Why so many males in the duck world? Egg clutches are mostly half male and half female, but females experience far more mortality in sitting on nests and being the sole incubator of the eggs. They’re an easy target on a nest, and they pay a price, thus their population is lower.

Science on Tap
Join Janet Silbernagel, UW-Madison professor of landscape architecture, as she discusses Lands for the Public, Wednesday, April 6, at 6:30 PM at the Minocqua Brewing Company. Janet will review how the National Parks and National Forests systems have evolved over the past 160 years.
Wisconsin Conservation Congress Annual Spring County Hearings
The annual Conservation Congress hearings take place on 4/11 at 7 PM in every county in Wisconsin. These meetings typically focus on fine-tuning various hunting and trapping regulations, and thus are primarily attended by hunters and trappers.    Occasionally, however, they ask for votes on questions that pertain to nearly everyone in the state. This spring, I see four questions in particular that I’d encourage the general public to weigh in on.

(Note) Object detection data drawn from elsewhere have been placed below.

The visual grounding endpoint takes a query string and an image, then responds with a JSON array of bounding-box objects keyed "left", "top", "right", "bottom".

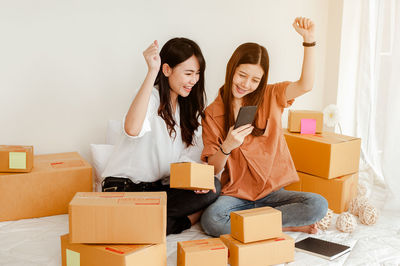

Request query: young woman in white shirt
[{"left": 102, "top": 38, "right": 221, "bottom": 234}]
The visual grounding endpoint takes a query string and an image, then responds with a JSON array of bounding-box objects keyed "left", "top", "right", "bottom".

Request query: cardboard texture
[
  {"left": 231, "top": 207, "right": 282, "bottom": 243},
  {"left": 60, "top": 235, "right": 167, "bottom": 266},
  {"left": 288, "top": 110, "right": 324, "bottom": 133},
  {"left": 0, "top": 145, "right": 33, "bottom": 173},
  {"left": 69, "top": 192, "right": 167, "bottom": 244},
  {"left": 177, "top": 238, "right": 228, "bottom": 266},
  {"left": 220, "top": 233, "right": 294, "bottom": 266},
  {"left": 170, "top": 163, "right": 215, "bottom": 190},
  {"left": 0, "top": 152, "right": 92, "bottom": 221},
  {"left": 284, "top": 130, "right": 361, "bottom": 179},
  {"left": 285, "top": 172, "right": 358, "bottom": 213}
]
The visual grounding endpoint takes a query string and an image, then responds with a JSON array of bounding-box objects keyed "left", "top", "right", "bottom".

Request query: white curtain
[{"left": 337, "top": 0, "right": 400, "bottom": 211}]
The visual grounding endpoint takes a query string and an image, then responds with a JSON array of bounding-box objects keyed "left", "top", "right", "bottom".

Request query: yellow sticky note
[
  {"left": 8, "top": 152, "right": 26, "bottom": 169},
  {"left": 66, "top": 249, "right": 81, "bottom": 266}
]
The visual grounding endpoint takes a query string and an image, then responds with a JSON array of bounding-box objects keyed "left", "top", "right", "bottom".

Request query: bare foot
[
  {"left": 188, "top": 210, "right": 203, "bottom": 225},
  {"left": 282, "top": 224, "right": 318, "bottom": 234}
]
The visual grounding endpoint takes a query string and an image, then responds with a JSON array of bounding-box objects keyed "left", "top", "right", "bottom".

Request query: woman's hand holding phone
[{"left": 222, "top": 124, "right": 254, "bottom": 153}]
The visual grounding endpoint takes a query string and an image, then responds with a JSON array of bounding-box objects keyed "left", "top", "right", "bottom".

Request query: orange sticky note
[{"left": 300, "top": 119, "right": 317, "bottom": 134}]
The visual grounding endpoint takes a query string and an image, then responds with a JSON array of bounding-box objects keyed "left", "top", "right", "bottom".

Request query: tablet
[
  {"left": 233, "top": 105, "right": 257, "bottom": 129},
  {"left": 295, "top": 237, "right": 351, "bottom": 260}
]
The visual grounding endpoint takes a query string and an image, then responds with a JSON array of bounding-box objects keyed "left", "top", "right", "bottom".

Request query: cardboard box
[
  {"left": 0, "top": 145, "right": 33, "bottom": 173},
  {"left": 285, "top": 172, "right": 358, "bottom": 213},
  {"left": 170, "top": 163, "right": 215, "bottom": 190},
  {"left": 177, "top": 238, "right": 228, "bottom": 266},
  {"left": 284, "top": 130, "right": 361, "bottom": 179},
  {"left": 288, "top": 110, "right": 324, "bottom": 133},
  {"left": 285, "top": 180, "right": 302, "bottom": 191},
  {"left": 231, "top": 207, "right": 282, "bottom": 243},
  {"left": 60, "top": 235, "right": 167, "bottom": 266},
  {"left": 220, "top": 233, "right": 294, "bottom": 266},
  {"left": 69, "top": 192, "right": 167, "bottom": 244},
  {"left": 0, "top": 152, "right": 92, "bottom": 221}
]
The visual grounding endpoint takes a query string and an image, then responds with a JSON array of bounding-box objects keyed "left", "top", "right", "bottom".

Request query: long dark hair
[
  {"left": 220, "top": 43, "right": 269, "bottom": 136},
  {"left": 154, "top": 38, "right": 206, "bottom": 146}
]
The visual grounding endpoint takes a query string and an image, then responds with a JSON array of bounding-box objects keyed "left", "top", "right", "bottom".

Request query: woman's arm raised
[
  {"left": 286, "top": 17, "right": 315, "bottom": 100},
  {"left": 124, "top": 41, "right": 161, "bottom": 136}
]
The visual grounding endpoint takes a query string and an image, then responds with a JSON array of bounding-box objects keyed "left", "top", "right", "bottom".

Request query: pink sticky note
[{"left": 300, "top": 119, "right": 317, "bottom": 134}]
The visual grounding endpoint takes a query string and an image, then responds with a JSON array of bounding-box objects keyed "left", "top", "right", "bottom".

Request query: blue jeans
[{"left": 201, "top": 188, "right": 328, "bottom": 237}]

Question #20 asks: “Are you in favor of repealing Act 1, the iron mining law from 2013?” The question is prefaced by this: “In 2013 Wisconsin Act 1 created a new regulatory framework applicable to ferrous (iron) mining activities . . . Major changes included imposing a specific review timeline on DNR, removing the mandatory contested case hearing held before issuance of permits, and changing review processes and decision-making criteria related to wetlands, navigable waters, mining waste facilities, groundwater quality and water withdrawals. Iron mining projects are typically large in scale and could affect several thousand acres of land and the water resources in the vicinity of the project . . .”

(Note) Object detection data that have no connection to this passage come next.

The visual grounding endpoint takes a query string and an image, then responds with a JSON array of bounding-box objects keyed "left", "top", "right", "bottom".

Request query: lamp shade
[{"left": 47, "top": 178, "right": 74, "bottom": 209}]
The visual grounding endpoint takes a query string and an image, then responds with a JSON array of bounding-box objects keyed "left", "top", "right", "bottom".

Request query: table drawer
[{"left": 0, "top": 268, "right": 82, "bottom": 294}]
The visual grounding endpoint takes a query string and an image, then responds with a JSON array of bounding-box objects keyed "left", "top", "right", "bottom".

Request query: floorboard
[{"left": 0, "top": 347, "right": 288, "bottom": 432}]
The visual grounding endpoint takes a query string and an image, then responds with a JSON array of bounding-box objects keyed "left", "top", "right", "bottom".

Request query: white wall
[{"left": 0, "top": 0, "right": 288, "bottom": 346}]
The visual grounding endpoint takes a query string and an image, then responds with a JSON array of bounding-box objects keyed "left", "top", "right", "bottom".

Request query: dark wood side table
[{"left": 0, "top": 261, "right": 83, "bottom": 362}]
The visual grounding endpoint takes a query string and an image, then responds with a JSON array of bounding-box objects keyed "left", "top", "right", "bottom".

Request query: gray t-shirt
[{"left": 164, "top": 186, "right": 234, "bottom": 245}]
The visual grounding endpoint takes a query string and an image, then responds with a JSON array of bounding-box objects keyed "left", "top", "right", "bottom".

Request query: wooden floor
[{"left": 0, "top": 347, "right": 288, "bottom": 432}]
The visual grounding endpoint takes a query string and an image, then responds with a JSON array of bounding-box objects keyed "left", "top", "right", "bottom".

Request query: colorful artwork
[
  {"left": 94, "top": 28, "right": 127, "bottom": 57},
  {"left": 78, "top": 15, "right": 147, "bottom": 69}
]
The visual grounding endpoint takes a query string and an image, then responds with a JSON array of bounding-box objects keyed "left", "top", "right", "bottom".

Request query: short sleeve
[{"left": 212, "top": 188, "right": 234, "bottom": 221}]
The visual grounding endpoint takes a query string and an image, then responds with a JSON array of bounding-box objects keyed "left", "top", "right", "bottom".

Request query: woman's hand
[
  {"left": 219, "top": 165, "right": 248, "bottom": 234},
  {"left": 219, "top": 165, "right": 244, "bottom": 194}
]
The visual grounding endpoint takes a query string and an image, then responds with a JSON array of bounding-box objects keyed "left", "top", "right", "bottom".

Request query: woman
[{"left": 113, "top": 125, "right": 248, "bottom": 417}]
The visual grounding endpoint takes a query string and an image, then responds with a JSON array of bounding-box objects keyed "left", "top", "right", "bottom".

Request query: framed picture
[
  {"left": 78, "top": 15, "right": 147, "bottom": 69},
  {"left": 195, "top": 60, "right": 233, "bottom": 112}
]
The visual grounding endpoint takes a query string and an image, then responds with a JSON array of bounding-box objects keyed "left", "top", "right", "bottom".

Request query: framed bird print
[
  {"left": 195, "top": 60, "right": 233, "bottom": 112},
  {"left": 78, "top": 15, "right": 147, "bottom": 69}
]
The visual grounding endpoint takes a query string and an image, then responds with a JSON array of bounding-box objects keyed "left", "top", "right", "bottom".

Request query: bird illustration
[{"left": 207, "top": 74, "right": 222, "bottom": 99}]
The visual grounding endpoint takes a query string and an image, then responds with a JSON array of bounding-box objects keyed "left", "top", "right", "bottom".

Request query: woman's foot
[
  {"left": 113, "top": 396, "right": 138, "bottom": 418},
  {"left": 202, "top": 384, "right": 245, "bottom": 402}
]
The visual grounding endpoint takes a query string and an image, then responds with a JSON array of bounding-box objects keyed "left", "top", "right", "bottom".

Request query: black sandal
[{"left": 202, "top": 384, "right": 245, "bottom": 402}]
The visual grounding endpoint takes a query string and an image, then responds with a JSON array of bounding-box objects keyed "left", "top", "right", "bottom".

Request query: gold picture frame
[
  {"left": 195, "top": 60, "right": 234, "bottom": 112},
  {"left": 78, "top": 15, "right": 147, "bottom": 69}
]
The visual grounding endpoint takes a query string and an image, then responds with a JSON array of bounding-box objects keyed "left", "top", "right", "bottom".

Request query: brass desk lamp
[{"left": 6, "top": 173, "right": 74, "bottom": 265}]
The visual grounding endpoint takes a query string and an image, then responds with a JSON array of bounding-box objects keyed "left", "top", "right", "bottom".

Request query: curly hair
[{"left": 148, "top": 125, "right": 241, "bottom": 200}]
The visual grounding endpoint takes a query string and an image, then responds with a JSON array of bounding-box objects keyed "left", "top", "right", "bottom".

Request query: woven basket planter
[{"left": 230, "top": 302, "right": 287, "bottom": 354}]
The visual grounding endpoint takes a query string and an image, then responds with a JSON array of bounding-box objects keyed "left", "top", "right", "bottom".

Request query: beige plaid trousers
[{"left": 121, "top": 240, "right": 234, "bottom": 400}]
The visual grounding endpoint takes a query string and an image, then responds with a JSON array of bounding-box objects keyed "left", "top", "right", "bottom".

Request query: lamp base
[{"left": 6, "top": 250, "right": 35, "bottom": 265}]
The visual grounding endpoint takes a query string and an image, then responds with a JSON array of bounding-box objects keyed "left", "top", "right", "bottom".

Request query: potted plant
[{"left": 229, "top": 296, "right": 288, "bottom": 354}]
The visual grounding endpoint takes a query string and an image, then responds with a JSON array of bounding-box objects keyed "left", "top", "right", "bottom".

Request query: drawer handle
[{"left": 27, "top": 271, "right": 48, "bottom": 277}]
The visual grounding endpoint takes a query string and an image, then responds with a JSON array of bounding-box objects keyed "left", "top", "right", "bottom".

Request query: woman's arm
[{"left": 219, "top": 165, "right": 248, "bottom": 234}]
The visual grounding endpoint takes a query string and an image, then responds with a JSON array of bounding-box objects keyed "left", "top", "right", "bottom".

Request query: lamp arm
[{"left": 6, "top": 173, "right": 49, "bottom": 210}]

Question 21 asks: “Are you in favor of the legislature imposing a moratorium on new state permits for frac sand mining and processing until any recommendations that may be developed following the completion of the Strategic Analysis of Industrial Sand Mining can be implemented?”

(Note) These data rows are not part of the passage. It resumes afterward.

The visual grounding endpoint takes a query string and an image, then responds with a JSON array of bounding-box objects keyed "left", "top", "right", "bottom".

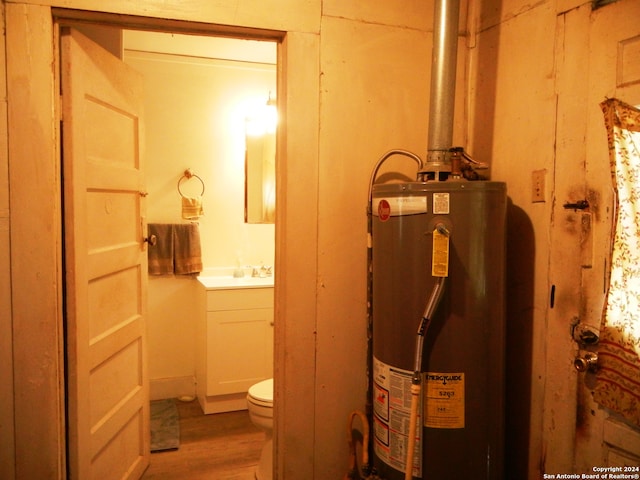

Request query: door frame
[{"left": 3, "top": 1, "right": 320, "bottom": 478}]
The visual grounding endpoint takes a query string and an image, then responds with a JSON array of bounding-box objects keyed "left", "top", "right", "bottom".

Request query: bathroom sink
[{"left": 198, "top": 275, "right": 273, "bottom": 290}]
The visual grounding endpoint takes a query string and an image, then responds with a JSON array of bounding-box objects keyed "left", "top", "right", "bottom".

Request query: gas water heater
[{"left": 369, "top": 148, "right": 507, "bottom": 480}]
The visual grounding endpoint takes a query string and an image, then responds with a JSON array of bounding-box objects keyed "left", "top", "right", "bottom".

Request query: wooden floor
[{"left": 142, "top": 400, "right": 264, "bottom": 480}]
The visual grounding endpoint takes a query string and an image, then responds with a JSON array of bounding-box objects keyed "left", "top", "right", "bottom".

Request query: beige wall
[{"left": 0, "top": 0, "right": 636, "bottom": 480}]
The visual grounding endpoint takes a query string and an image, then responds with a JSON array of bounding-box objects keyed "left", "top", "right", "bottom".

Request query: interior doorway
[{"left": 61, "top": 15, "right": 275, "bottom": 480}]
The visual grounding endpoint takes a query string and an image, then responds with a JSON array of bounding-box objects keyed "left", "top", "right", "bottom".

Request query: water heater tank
[{"left": 371, "top": 180, "right": 507, "bottom": 480}]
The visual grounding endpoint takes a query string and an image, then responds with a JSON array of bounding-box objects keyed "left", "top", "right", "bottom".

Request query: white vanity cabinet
[{"left": 196, "top": 282, "right": 273, "bottom": 413}]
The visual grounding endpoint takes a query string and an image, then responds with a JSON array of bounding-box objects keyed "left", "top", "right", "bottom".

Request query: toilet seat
[{"left": 248, "top": 378, "right": 273, "bottom": 407}]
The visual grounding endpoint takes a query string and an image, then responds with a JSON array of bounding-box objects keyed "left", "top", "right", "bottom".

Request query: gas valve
[{"left": 573, "top": 352, "right": 598, "bottom": 372}]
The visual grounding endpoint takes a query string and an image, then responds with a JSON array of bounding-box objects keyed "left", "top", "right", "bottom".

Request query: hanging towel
[
  {"left": 173, "top": 223, "right": 202, "bottom": 275},
  {"left": 147, "top": 223, "right": 173, "bottom": 275},
  {"left": 182, "top": 196, "right": 204, "bottom": 220}
]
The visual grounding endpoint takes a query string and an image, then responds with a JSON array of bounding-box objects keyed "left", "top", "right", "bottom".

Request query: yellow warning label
[
  {"left": 431, "top": 229, "right": 449, "bottom": 277},
  {"left": 424, "top": 372, "right": 464, "bottom": 428}
]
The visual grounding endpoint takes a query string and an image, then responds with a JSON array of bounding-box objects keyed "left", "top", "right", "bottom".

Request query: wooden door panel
[{"left": 61, "top": 30, "right": 150, "bottom": 480}]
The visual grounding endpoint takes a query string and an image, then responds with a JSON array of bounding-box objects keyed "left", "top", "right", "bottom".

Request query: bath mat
[{"left": 151, "top": 398, "right": 180, "bottom": 452}]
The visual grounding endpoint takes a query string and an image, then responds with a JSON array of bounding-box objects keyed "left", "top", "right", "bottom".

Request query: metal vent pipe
[{"left": 424, "top": 0, "right": 460, "bottom": 179}]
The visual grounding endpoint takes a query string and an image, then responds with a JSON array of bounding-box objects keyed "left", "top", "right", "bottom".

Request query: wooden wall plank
[{"left": 6, "top": 4, "right": 64, "bottom": 478}]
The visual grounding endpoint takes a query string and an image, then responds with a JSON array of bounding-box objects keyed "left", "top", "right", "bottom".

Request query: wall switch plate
[{"left": 531, "top": 169, "right": 547, "bottom": 203}]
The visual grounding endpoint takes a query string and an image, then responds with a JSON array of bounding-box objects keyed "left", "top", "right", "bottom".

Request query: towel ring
[{"left": 178, "top": 168, "right": 204, "bottom": 198}]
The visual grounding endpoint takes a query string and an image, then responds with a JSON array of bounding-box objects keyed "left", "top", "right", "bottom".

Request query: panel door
[{"left": 61, "top": 29, "right": 150, "bottom": 480}]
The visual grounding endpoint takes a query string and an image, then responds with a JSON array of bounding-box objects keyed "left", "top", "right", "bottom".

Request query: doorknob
[
  {"left": 573, "top": 352, "right": 598, "bottom": 372},
  {"left": 143, "top": 235, "right": 158, "bottom": 247}
]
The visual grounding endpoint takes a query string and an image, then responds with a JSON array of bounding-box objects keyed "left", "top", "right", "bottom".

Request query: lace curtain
[{"left": 594, "top": 99, "right": 640, "bottom": 426}]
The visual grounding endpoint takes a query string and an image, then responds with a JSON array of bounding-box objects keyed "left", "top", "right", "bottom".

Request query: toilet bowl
[{"left": 247, "top": 378, "right": 273, "bottom": 480}]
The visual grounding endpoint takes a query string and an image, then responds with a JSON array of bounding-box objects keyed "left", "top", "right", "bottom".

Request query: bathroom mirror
[{"left": 244, "top": 98, "right": 276, "bottom": 223}]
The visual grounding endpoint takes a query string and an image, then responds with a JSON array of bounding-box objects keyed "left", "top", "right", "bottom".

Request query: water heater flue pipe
[
  {"left": 404, "top": 277, "right": 446, "bottom": 480},
  {"left": 425, "top": 0, "right": 460, "bottom": 178}
]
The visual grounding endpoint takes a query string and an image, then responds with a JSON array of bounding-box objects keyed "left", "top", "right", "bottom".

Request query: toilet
[{"left": 247, "top": 378, "right": 273, "bottom": 480}]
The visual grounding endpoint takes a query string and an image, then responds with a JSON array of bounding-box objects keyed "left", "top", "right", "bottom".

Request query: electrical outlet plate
[{"left": 531, "top": 170, "right": 547, "bottom": 203}]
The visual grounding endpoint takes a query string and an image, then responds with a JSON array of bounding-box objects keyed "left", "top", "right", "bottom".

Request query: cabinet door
[{"left": 207, "top": 308, "right": 273, "bottom": 396}]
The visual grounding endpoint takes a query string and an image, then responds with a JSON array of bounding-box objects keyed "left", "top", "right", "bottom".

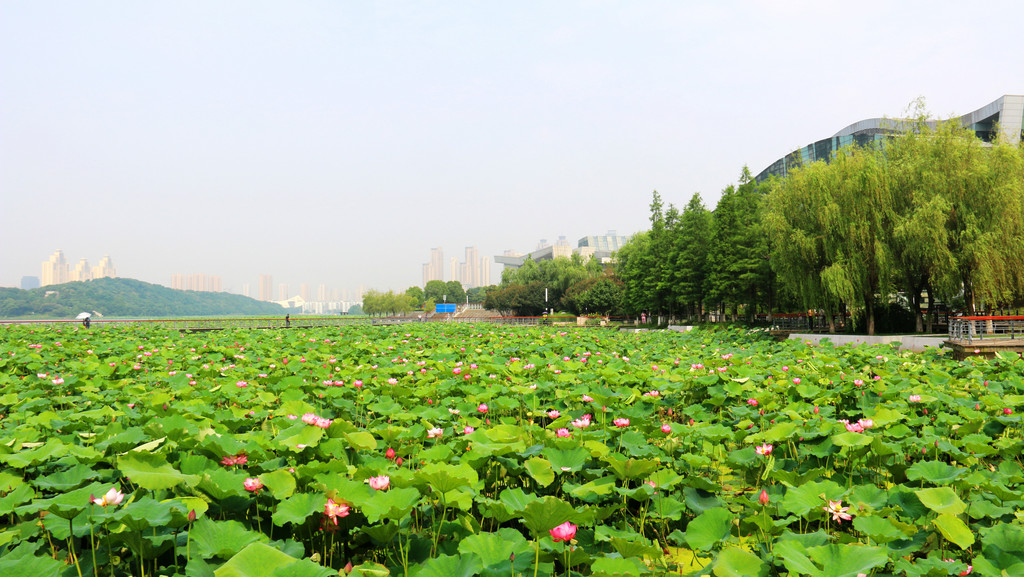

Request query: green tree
[
  {"left": 406, "top": 287, "right": 427, "bottom": 308},
  {"left": 444, "top": 281, "right": 466, "bottom": 304},
  {"left": 423, "top": 281, "right": 447, "bottom": 303},
  {"left": 673, "top": 194, "right": 711, "bottom": 321},
  {"left": 615, "top": 231, "right": 657, "bottom": 315}
]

Questions 22 asks: “Do you support the DNR requiring non-toxic shot on all department managed lands?” noting that “Lead has been removed by law from consumer products such as gasoline and paint to reduce the amount of lead being discharged to the environment and to protect human and animal health. Non-lead shot is required for waterfowl hunting. Lead in sporting ammunition and fishing tackle is a source of lead poisoning for wildlife. Venison from deer harvested by hunters using lead ammunition has been identified as containing lead fragments. Many other states have adopted lead restrictions on a wide variety of lands and waters.”  
Question 30 asks:Do you favor legislation that would require at least two of the three senior DNR managers (Secretary, Deputy Secretary, and Assistant Deputy Secretary) to have either an educational degree in natural resource management and five years of applied natural resource management or ten years of applied natural resource management before they are appointed?” The question is prefaced by this: “In 1928, sportsmen and women successfully fought to establish a citizen board to oversee natural resource management in Wisconsin and to authorize that board to appoint professional natural resource managers to oversee the natural resource agency. In 1995, the legislature, while retaining the Natural Resources Board as the decision-making body for the agency, made the Secretary of the Department of Natural Resources and the top managers for the DNR political appointees. In the past twenty years, under administrations of both parties, many senior managers have been appointed that do not have any significant education or applied experience in natural resource management.”